Polisi menangkap setidaknya 27 demonstran di kota terbesar kedua Mandalay, termasuk seorang jurnalis, kata organisasi media domestik.
Kerusuhan telah menghidupkan kembali kenangan hampir setengah abad pemerintahan militer yang memulai proses penarikan diri dari politik sipil pada tahun 2011, meskipun tidak pernah menyerahkan kendali keseluruhannya atas pemerintahan sipil Suu Kyi setelah memenangkan pemilu 2015.

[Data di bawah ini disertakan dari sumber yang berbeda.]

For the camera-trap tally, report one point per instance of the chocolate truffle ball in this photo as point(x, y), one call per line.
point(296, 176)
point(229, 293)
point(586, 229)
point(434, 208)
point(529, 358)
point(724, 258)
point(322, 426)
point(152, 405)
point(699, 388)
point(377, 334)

"Kami akan terus berjuang," kata aktivis pemuda Maung Saungkha dalam sebuah pernyataan, yang seraya menyerukan pembebasan tahanan politik dan berakhirnya "kediktatoran" militer.
Para aktivis juga berjuang penghapusan konstitusi tahun 2008 yang disusun di bawah pengawasan militer yang memberi para jenderal hak veto di parlemen dan mengendalikan beberapa kementerian, dan untuk sistem federal di Myanmar yang beragam secara etnis.
Generasi aktivis yang lebih tua yang berhadapan dengan militer dalam protes berdarah 1988 lalu menyerukan aksi mogok para pekerja pemerintah selama tiga minggu.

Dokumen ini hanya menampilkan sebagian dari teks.